Brands need hand-holding
Brands are also driving the creation of this role at agencies that in the past wouldn’t have thought these lower dollar-value campaigns were worth the extra expense, said a senior content executive at a major brand who wasn’t authorized to speak on the matter.
“Clients are needing to know the impact [of a campaign] and they’re at a loss as to what they should let publishers do; they don’t know what judgment calls to make, so they’re looking to the agency to help,” the exec said. “I think [agencies] are recognizing, brands are interested in new kinds of relationships with publishers, and it’s in everyone’s interest to have the expertise to maximize results and minimize pain.”

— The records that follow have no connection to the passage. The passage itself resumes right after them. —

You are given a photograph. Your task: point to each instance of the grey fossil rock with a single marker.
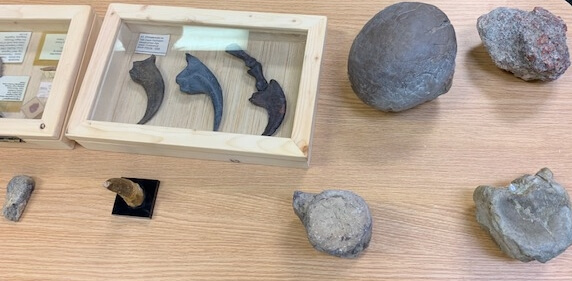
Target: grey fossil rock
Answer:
(531, 45)
(18, 193)
(531, 219)
(403, 56)
(337, 222)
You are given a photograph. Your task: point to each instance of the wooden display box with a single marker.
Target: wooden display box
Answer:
(110, 103)
(45, 49)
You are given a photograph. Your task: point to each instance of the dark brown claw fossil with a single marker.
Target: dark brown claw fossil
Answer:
(146, 74)
(130, 191)
(197, 78)
(270, 96)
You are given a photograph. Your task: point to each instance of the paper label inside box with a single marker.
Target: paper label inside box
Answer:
(13, 46)
(13, 88)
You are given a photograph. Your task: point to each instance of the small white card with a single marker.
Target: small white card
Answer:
(13, 46)
(53, 46)
(44, 91)
(153, 44)
(13, 88)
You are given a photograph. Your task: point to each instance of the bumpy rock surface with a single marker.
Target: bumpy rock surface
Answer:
(18, 193)
(531, 219)
(337, 222)
(531, 45)
(404, 56)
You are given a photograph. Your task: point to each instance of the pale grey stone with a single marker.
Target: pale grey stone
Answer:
(337, 222)
(531, 45)
(531, 219)
(18, 193)
(403, 57)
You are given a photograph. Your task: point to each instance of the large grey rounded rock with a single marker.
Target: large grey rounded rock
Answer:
(404, 56)
(531, 219)
(337, 222)
(531, 45)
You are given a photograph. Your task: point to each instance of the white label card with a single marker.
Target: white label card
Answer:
(153, 44)
(44, 91)
(53, 47)
(13, 46)
(13, 88)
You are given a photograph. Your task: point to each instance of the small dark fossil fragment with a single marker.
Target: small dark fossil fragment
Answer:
(197, 78)
(531, 219)
(147, 74)
(130, 191)
(18, 193)
(337, 222)
(270, 96)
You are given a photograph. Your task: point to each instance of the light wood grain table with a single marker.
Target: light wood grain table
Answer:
(224, 221)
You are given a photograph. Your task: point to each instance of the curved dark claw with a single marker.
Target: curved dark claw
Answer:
(146, 74)
(197, 78)
(274, 101)
(269, 96)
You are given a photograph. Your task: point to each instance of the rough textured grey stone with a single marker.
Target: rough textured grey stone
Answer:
(531, 219)
(337, 222)
(404, 56)
(18, 193)
(531, 45)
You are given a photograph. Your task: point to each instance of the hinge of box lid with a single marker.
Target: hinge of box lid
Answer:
(10, 139)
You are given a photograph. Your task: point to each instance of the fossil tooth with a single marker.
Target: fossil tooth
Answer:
(147, 74)
(18, 194)
(130, 191)
(197, 78)
(270, 96)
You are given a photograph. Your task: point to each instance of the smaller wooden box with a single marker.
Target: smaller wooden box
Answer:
(110, 103)
(45, 50)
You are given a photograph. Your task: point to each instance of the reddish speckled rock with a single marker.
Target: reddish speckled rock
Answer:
(531, 45)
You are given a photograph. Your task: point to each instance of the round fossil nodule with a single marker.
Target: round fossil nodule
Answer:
(531, 219)
(403, 57)
(337, 222)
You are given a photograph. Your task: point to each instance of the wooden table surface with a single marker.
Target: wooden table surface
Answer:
(225, 221)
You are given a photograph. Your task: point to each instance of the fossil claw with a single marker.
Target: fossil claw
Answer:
(270, 96)
(147, 74)
(197, 78)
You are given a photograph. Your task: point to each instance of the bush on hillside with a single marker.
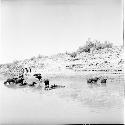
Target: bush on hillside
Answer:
(96, 45)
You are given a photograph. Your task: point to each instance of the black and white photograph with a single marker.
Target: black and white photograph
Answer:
(62, 62)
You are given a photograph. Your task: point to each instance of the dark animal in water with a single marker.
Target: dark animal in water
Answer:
(56, 86)
(18, 80)
(46, 81)
(33, 84)
(103, 81)
(38, 76)
(92, 80)
(9, 81)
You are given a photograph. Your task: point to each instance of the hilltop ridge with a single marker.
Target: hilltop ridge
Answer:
(94, 56)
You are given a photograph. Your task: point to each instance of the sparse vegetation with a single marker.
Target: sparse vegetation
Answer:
(94, 45)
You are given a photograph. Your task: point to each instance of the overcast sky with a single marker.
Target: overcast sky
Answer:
(32, 27)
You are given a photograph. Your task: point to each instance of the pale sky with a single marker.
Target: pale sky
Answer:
(46, 27)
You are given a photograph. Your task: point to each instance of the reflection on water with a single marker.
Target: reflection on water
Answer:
(77, 101)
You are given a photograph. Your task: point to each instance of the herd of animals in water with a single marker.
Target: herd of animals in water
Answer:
(21, 82)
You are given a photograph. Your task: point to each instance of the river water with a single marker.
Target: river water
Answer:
(76, 103)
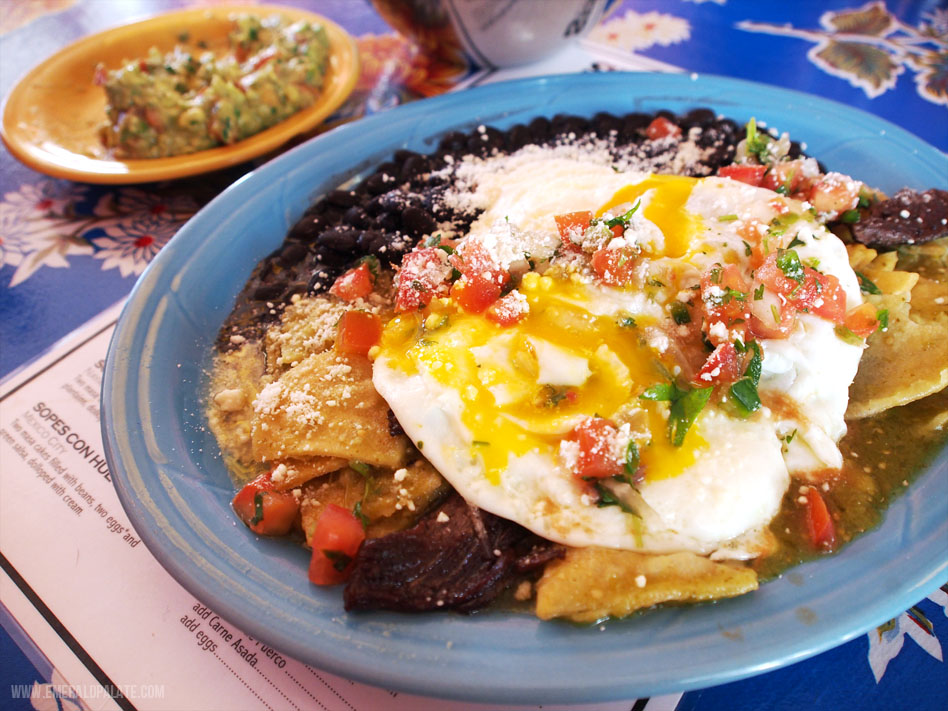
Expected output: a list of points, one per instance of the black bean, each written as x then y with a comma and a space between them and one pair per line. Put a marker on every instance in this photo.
697, 117
376, 184
292, 254
605, 124
308, 228
269, 292
403, 154
356, 217
518, 136
477, 145
374, 207
414, 165
342, 198
339, 239
370, 240
387, 168
328, 258
453, 142
297, 287
388, 221
417, 221
564, 124
729, 128
540, 129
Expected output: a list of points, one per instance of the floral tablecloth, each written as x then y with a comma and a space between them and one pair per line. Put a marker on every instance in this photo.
69, 250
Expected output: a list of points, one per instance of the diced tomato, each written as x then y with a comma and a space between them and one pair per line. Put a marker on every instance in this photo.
154, 119
819, 523
661, 127
829, 299
423, 276
572, 225
265, 510
835, 193
474, 262
357, 283
786, 177
474, 295
722, 366
819, 294
358, 332
862, 320
598, 449
724, 300
615, 267
744, 173
508, 310
482, 279
335, 542
771, 315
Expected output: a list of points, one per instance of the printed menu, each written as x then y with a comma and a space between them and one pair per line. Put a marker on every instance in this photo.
119, 631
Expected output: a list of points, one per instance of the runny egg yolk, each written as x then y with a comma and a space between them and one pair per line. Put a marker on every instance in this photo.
665, 208
525, 387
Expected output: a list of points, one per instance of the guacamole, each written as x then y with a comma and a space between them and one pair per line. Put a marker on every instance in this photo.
192, 99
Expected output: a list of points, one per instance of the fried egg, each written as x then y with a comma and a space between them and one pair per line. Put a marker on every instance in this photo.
492, 407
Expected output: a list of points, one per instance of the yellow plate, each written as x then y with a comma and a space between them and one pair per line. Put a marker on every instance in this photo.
51, 118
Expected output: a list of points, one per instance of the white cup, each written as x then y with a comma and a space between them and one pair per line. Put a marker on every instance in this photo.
493, 33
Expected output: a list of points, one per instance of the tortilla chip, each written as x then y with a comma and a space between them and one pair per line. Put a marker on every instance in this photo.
307, 326
590, 584
325, 406
293, 473
909, 360
234, 379
388, 503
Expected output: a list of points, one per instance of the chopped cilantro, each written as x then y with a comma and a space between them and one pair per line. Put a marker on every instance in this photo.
848, 336
625, 218
608, 498
257, 508
757, 143
631, 458
866, 286
789, 263
685, 407
361, 468
883, 317
680, 313
744, 391
359, 514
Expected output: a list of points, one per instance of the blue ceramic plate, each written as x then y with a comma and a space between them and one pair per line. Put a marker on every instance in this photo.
176, 490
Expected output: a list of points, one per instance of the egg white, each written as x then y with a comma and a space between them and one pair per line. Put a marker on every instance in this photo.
736, 486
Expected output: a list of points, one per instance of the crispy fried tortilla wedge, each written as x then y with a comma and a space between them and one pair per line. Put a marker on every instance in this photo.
592, 583
307, 326
909, 360
234, 380
293, 473
325, 406
388, 503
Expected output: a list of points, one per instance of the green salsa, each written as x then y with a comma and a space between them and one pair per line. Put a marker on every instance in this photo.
192, 99
882, 455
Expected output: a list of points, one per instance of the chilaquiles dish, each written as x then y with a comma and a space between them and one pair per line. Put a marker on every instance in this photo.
586, 366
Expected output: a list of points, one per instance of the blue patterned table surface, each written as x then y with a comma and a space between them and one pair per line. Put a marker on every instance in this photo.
70, 250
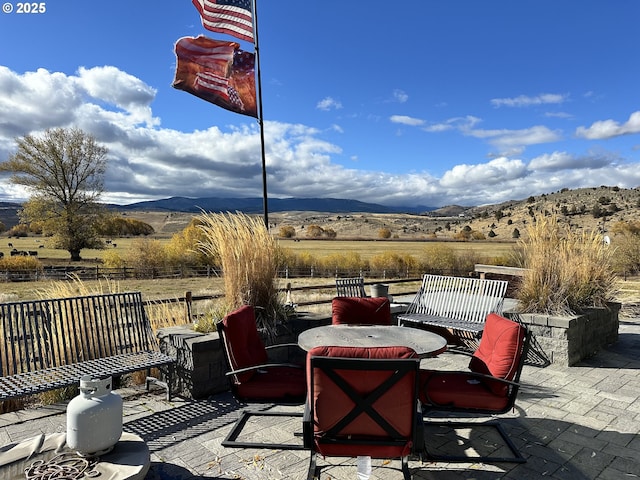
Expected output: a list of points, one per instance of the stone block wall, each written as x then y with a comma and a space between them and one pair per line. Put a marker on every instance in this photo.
569, 339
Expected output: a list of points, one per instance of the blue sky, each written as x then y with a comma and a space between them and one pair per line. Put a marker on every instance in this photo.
400, 103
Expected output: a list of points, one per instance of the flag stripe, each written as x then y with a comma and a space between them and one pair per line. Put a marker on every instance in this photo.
224, 18
212, 83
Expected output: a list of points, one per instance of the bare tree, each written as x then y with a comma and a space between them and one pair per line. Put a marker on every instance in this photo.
64, 171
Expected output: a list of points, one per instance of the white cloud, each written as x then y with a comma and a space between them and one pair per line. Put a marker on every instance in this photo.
494, 172
506, 139
605, 129
527, 101
406, 120
329, 103
556, 161
400, 96
147, 161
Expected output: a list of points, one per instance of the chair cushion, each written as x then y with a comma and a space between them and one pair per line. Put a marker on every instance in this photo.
363, 311
500, 349
460, 390
244, 345
394, 406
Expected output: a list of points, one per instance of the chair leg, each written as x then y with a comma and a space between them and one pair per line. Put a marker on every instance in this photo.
405, 468
231, 438
311, 475
516, 458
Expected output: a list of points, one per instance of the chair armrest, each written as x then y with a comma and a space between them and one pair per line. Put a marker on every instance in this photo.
281, 345
473, 376
262, 366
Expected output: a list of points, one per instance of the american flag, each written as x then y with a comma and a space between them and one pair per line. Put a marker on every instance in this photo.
218, 72
233, 17
212, 83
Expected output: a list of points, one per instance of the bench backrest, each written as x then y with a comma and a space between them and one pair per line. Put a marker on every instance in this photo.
41, 334
350, 287
463, 298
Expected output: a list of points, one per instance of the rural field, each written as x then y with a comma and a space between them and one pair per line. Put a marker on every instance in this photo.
356, 233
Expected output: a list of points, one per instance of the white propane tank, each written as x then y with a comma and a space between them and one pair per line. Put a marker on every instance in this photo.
94, 418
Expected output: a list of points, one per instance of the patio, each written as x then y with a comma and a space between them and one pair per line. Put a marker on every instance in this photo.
577, 422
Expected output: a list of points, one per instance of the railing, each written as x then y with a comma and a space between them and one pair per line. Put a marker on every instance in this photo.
410, 287
55, 273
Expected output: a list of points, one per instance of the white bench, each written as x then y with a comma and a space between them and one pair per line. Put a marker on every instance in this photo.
350, 287
457, 304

In the past few months, these roles have gotten involved even earlier on in the process. At Carat, they’ll join the client meeting when the agency makes its recommendations, instead of later on when the publisher is brought in, as it was done in the past. Driving the change is that the agency realized that as it learned more about consumers, there was a greater need to develop more finely targeted campaigns, said Angela Steele, chief strategy officer of Carat USA.
“We can target them better, but that means content needs to be more closely linked to those individuals,” she said.
In theory, having more experts at the table is a good thing. Publishers appreciate it, Steele said. “I think it’s a welcome change. We’ll have much clearer defined content requirements,” Steele said. “They’ve longed for more direction and specificity. You may have 25 different iterations of an asset. Before you might have three to five. So it’s giving them the direction to deliver on that personalization. It lets us get prerequisites of approval in place earlier on.”
Friction with publishers
From the publisher perspective, there’s a lot of good in this. They get more contact with someone who understands the client’s perspective and who can help sell the campaign to the client.
“It makes sense because creating content isn’t part of their experience,” Annie Granatstein, head of The Washington Post’s WP BrandStudio, said of agencies. “Sometimes people on those teams are very helpful because they do speak our language and that makes things go faster. We’re used to working with agencies that have absolutely no background.” Granatstein said she would like to see agencies involved even earlier on in the process.
But sometimes the agency liaisons don’t actually have a creative background, they’re just someone from another part of the agency who was picked for the job, publishers say. Having more people in the mix has also led to tension with publishers when agencies insert themselves into a process previously controlled by publishers.
“One agency with a branded content team has become a really great advocate for us and reinforced our plan to the client,” said Mike Rucker, vp, creative director of the NBC News Brand Studio. “We’ve also had clients that want to get involved and we get stuck in endless feedback loops, and the agency team wasn’t helping. If they get it, then they can become allies. The flip side is if they’re worried about demonstrating their own value.”
“Some view themselves as content geniuses,” sniffed another publisher content studio exec.
“I think for the most part, [publishers] see the value of it,” Vogel said. “The obstacles have been getting comfortable with a new type of media team sitting in an agency. Before it was, ‘We’re the editors, we know our audience, we’re going to build custom content for you.’ Once the trust is there that we’re trying to accomplish the same thing, it becomes easier.”